「赤十字とアンリ・デュナン−戦争とヒューマニティの相剋」吹浦忠正
赤十字をナイチンゲールの作ったものだ、というふうに勘違いしている人はどうも現代にもいるらしいのですが、彼女は戦場での手当ては行ってはいたものの、それを組織化恒常化することには疑問を抱いていたらしく。
ただし、一度立ち上がった赤十字には尽力することもあったのだとか。
ちなみにアンリ・デュナンとしてはナイチンゲールが憧れだったっぽいですねw
基本的にデュナン氏は結局のところ“赤十字”を自分の目的のための手段としてしか見做さず、なによりも組織を「安定」させることを考えたかつての仲間からはだいぶ嫌われてしまってもいるようですが(しかし故郷は別に関係ないような、スイス人わからん;)。

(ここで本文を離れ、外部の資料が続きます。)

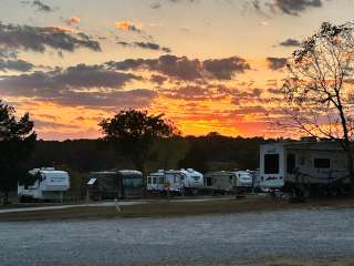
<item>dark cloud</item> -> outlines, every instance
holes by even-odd
[[[64,70],[3,76],[0,91],[7,95],[58,98],[73,89],[122,89],[127,82],[137,79],[139,76],[105,70],[100,65],[79,64]]]
[[[285,58],[267,58],[269,69],[275,71],[284,68],[288,63]]]
[[[260,0],[252,0],[252,7],[263,13],[264,8],[269,8],[271,12],[282,12],[291,16],[299,16],[301,12],[310,8],[321,8],[323,0],[267,0],[261,4]]]
[[[240,115],[240,114],[267,114],[268,111],[266,108],[256,105],[256,106],[241,106],[235,111],[232,111],[232,114]]]
[[[171,52],[171,50],[169,48],[160,47],[159,44],[154,43],[154,42],[134,42],[134,44],[136,47],[143,48],[143,49],[163,51],[163,52],[167,52],[167,53]]]
[[[269,88],[267,89],[267,91],[271,94],[282,94],[280,89],[273,89],[273,88]]]
[[[180,3],[180,2],[189,2],[194,3],[196,0],[166,0],[166,1],[155,1],[150,4],[152,9],[160,9],[163,7],[163,2],[169,2],[169,3]]]
[[[142,49],[147,49],[147,50],[154,50],[154,51],[163,51],[166,53],[170,53],[171,50],[166,47],[162,47],[158,43],[154,42],[125,42],[125,41],[118,41],[117,44],[123,45],[123,47],[136,47],[136,48],[142,48]]]
[[[301,42],[298,41],[296,39],[287,39],[284,41],[282,41],[281,43],[279,43],[281,47],[300,47]]]
[[[124,90],[139,76],[80,64],[50,72],[2,76],[0,94],[29,98],[70,106],[97,109],[146,108],[157,93],[146,89]]]
[[[100,43],[84,33],[75,34],[55,27],[13,25],[1,22],[0,48],[35,52],[44,52],[46,48],[70,52],[79,48],[101,51]]]
[[[186,85],[173,90],[165,90],[163,92],[165,96],[170,99],[186,100],[186,101],[205,101],[207,99],[223,98],[222,94],[216,93],[210,88],[198,85]]]
[[[246,60],[238,57],[206,60],[202,64],[218,80],[231,80],[235,73],[243,73],[250,69]]]
[[[241,102],[250,103],[259,101],[262,94],[262,90],[254,88],[244,90],[233,90],[230,92],[232,95],[231,103],[235,105],[241,105]]]
[[[162,84],[164,84],[165,81],[167,81],[167,78],[164,75],[153,74],[150,78],[150,81],[154,83],[157,83],[158,85],[162,85]]]
[[[14,70],[20,72],[27,72],[34,68],[30,62],[23,60],[2,60],[0,59],[0,71]]]
[[[309,8],[321,8],[322,0],[274,0],[272,4],[287,14],[299,16]]]
[[[152,9],[160,9],[162,8],[162,3],[160,2],[154,2],[150,6]]]
[[[131,21],[117,21],[115,22],[115,27],[122,31],[135,31],[143,33],[142,27]]]
[[[196,81],[200,79],[230,80],[237,73],[250,69],[246,60],[232,57],[227,59],[198,60],[187,57],[162,55],[158,59],[127,59],[118,62],[107,62],[115,70],[146,69],[156,71],[171,79]]]
[[[38,11],[42,11],[42,12],[53,12],[54,9],[39,0],[35,0],[32,2],[32,6],[37,8]]]

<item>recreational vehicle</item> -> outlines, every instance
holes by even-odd
[[[334,141],[261,145],[260,175],[262,187],[304,194],[341,192],[348,184],[346,155]]]
[[[18,185],[20,202],[62,202],[70,188],[70,176],[52,167],[29,171],[24,182]]]
[[[153,193],[196,193],[202,185],[202,174],[192,168],[159,170],[156,173],[149,174],[147,177],[147,191]]]
[[[252,175],[248,171],[219,171],[207,173],[204,186],[215,193],[235,193],[240,190],[251,190]]]
[[[143,174],[134,170],[92,172],[87,193],[94,201],[142,197]]]

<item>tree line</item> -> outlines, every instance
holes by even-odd
[[[283,116],[275,125],[337,142],[347,157],[354,193],[354,25],[323,23],[288,60],[279,89]],[[0,191],[8,196],[25,171],[62,165],[77,172],[103,168],[194,167],[201,172],[258,167],[259,145],[274,140],[228,137],[218,133],[181,136],[163,114],[122,110],[100,123],[103,137],[66,142],[37,141],[29,114],[15,117],[0,101]],[[296,132],[295,132],[296,131]]]

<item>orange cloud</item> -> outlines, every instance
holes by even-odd
[[[131,21],[117,21],[115,22],[115,27],[118,30],[123,30],[123,31],[136,31],[136,32],[142,32],[142,23],[134,23]]]
[[[77,17],[71,17],[69,20],[70,20],[70,23],[79,23],[81,21],[81,19]]]

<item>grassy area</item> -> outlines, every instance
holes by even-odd
[[[72,207],[65,209],[32,211],[0,214],[0,222],[43,221],[43,219],[98,219],[131,217],[176,217],[204,214],[229,214],[244,212],[269,212],[289,208],[354,207],[354,200],[316,200],[291,204],[266,197],[244,200],[215,200],[205,202],[156,201],[147,204],[122,206],[117,212],[112,206]]]

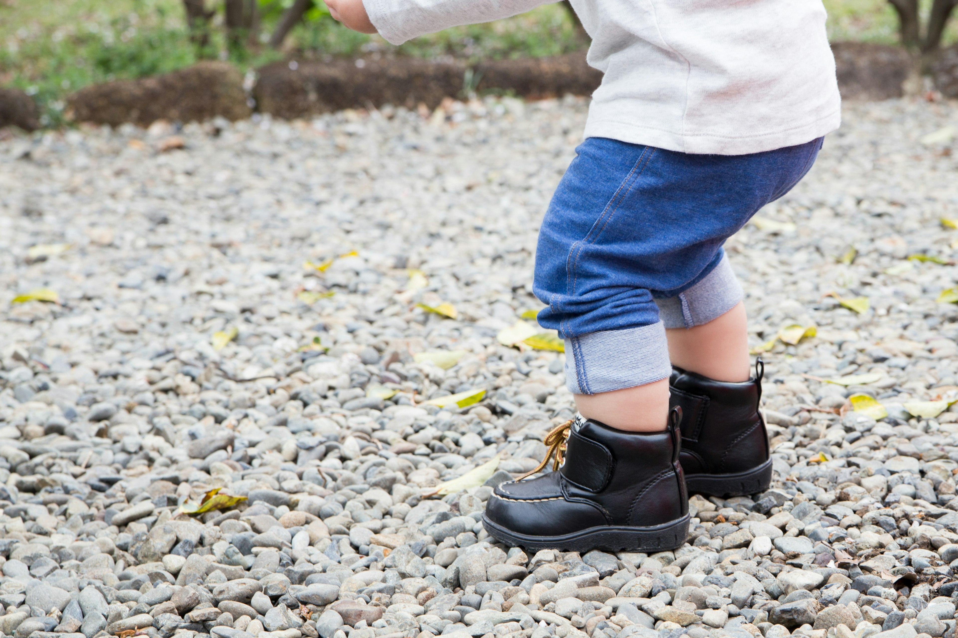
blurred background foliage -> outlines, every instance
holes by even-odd
[[[920,11],[926,14],[933,1],[922,0]],[[205,11],[192,32],[184,10],[191,2]],[[297,13],[297,3],[304,3],[298,9],[305,6],[305,12]],[[833,40],[899,42],[898,17],[887,0],[825,4]],[[294,26],[275,41],[291,11]],[[946,45],[958,41],[955,22],[946,32]],[[247,70],[285,57],[476,60],[556,55],[588,45],[564,4],[394,47],[341,27],[321,0],[0,0],[0,85],[34,96],[48,125],[58,123],[64,96],[77,89],[165,73],[201,58],[230,60]]]

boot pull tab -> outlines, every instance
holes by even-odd
[[[765,377],[765,363],[762,357],[755,360],[755,383],[759,386],[759,405],[762,405],[762,380]]]
[[[672,462],[678,461],[678,451],[682,446],[682,434],[679,427],[682,424],[682,408],[674,406],[669,410],[669,433],[672,434]]]

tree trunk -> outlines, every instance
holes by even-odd
[[[576,13],[576,10],[572,8],[572,3],[569,0],[562,0],[562,6],[565,7],[565,11],[569,12],[569,17],[572,18],[572,24],[576,29],[576,35],[588,39],[589,34],[585,33],[585,28],[582,27],[582,21],[579,19],[579,14]]]
[[[928,16],[928,29],[922,43],[922,52],[937,51],[942,44],[942,34],[948,23],[951,11],[958,6],[958,0],[934,0]]]
[[[303,15],[312,8],[312,0],[296,0],[292,7],[287,9],[284,13],[283,17],[280,18],[280,23],[276,25],[276,31],[269,38],[269,46],[273,49],[279,49],[283,46],[283,41],[286,39],[286,35],[289,32],[293,30],[293,27],[303,19]]]
[[[206,11],[205,0],[183,0],[190,41],[199,49],[210,46],[210,18],[214,11]]]
[[[906,47],[917,47],[921,44],[919,37],[918,0],[888,0],[899,14],[899,32],[901,44]]]

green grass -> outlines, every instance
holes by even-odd
[[[931,0],[923,0],[927,11]],[[208,4],[221,4],[207,0]],[[269,33],[289,0],[261,0],[263,32]],[[833,40],[895,44],[897,18],[887,0],[825,0]],[[184,24],[181,0],[0,0],[0,85],[34,95],[42,122],[63,123],[65,97],[83,86],[111,79],[173,71],[202,56],[230,59],[243,69],[284,55],[411,55],[482,58],[555,55],[582,48],[561,5],[544,5],[507,20],[448,29],[399,47],[378,36],[351,32],[321,10],[298,26],[286,50],[265,47],[227,52],[217,15],[211,50],[197,52]],[[945,43],[958,42],[958,16]]]

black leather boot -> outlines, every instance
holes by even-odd
[[[681,409],[673,409],[668,429],[650,433],[582,417],[557,428],[546,437],[550,453],[537,470],[553,453],[558,470],[495,488],[483,517],[486,531],[533,551],[681,546],[689,502],[678,463],[680,420]]]
[[[759,412],[764,364],[732,384],[673,368],[670,405],[682,408],[679,459],[691,494],[741,496],[768,489],[772,462]]]

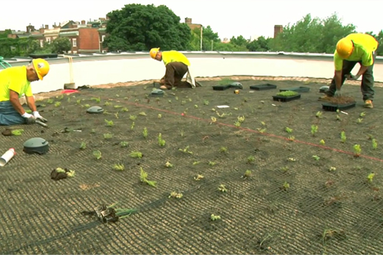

なんというかこう、デュナン氏は人間として正しすぎたのかな、というのが実感です、彼から少し遅れたかだいぶ遅れたかの違いはありますが、ほぼ、デュナンの構想した通りに現実はちょっとずつ進んでいるのは間違いなく。
そもそも「自分の目的」と表現するとアレですが。
人間が人間としてすごすための尊厳を、というのが生涯唯一の望みで。
ある意味でたまに宗教家にも市井にも存在するようなお人よしが選んだのが、不思議なことにそのルール作りと組織の構築だった、というだけのことかもしれません。
(そして組織よりも目的が大事、うん、ちょっと仲間としてはやりにくい。)
途中の章から戦争がとにかく嫌いなトルストイが乱入してきまして(記述として並べられてるだけです)、わりと暴れてるんですが、兵士は死んだまま、生き返らないのが本当は一番いいのかもしれなくても、もう世界が進んじゃったんだからしょうがないじゃない。
名前があまり認識されていなくとも、デュナンの方針は確かに今の世界の一部です。